CLARITY Act passes Senate Banking Committee (US regulatory milestone)
The CLARITY Act, the largest piece of crypto market structure legislation under consideration in the United States, has passed the Senate Banking Committee in a fifteen to nine vote, sending it to the full Senate floor for what is expected to be the most consequential crypto vote in American history. Two Democrats, Ruben Gallego of Arizona and Angela Alsobrooks of Maryland, joined all thirteen Republicans on the committee in support.
The bill's central function is to draw a clear line between crypto assets that fall under securities regulation and those that fall under commodities regulation, ending nearly a decade of ambiguity that forced exchanges, developers, and investors to operate without clear rules. Under the proposed framework, sufficiently decentralized networks would be classified as commodities, removing them from the Securities and Exchange Commission's jurisdiction and placing them with the Commodity Futures Trading Commission.

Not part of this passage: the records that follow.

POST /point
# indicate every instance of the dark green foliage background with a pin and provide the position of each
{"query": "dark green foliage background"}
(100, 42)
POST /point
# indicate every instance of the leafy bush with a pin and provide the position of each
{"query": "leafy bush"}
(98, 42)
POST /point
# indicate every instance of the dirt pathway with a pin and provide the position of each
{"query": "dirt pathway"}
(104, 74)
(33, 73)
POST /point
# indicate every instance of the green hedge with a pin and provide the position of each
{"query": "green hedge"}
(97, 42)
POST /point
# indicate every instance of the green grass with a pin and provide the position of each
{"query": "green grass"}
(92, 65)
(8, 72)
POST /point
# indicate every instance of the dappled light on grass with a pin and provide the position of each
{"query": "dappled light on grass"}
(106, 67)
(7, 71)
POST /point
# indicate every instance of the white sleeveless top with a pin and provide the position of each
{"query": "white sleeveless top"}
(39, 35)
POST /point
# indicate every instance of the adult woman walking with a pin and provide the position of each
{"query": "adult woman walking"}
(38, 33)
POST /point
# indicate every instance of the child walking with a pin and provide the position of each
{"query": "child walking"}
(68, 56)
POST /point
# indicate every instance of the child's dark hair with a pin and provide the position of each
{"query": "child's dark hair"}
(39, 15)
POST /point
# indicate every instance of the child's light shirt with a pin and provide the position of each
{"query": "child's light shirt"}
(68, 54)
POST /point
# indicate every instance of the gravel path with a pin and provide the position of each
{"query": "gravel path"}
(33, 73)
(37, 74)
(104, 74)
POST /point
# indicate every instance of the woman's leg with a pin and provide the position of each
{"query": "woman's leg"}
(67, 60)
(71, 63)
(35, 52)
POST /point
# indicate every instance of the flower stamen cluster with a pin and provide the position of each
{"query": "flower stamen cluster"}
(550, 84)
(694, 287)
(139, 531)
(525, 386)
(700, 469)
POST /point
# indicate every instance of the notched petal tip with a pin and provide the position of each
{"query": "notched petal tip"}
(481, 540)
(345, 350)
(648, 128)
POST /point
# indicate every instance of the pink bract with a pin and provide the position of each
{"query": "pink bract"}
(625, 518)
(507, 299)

The practical implications are large. Networks that meet the bill's decentralization tests, including Solana, would gain regulatory safe harbors for their developers and validators, opening the door to broader institutional participation without the constant threat of enforcement action. Tokens that have been frozen in legal uncertainty for years could finally trade with clear status.
The bill still has to pass the full Senate and reconcile with a House version that already passed in 2025, but the committee vote is the most positive signal in years that US crypto policy is moving from enforcement to framework.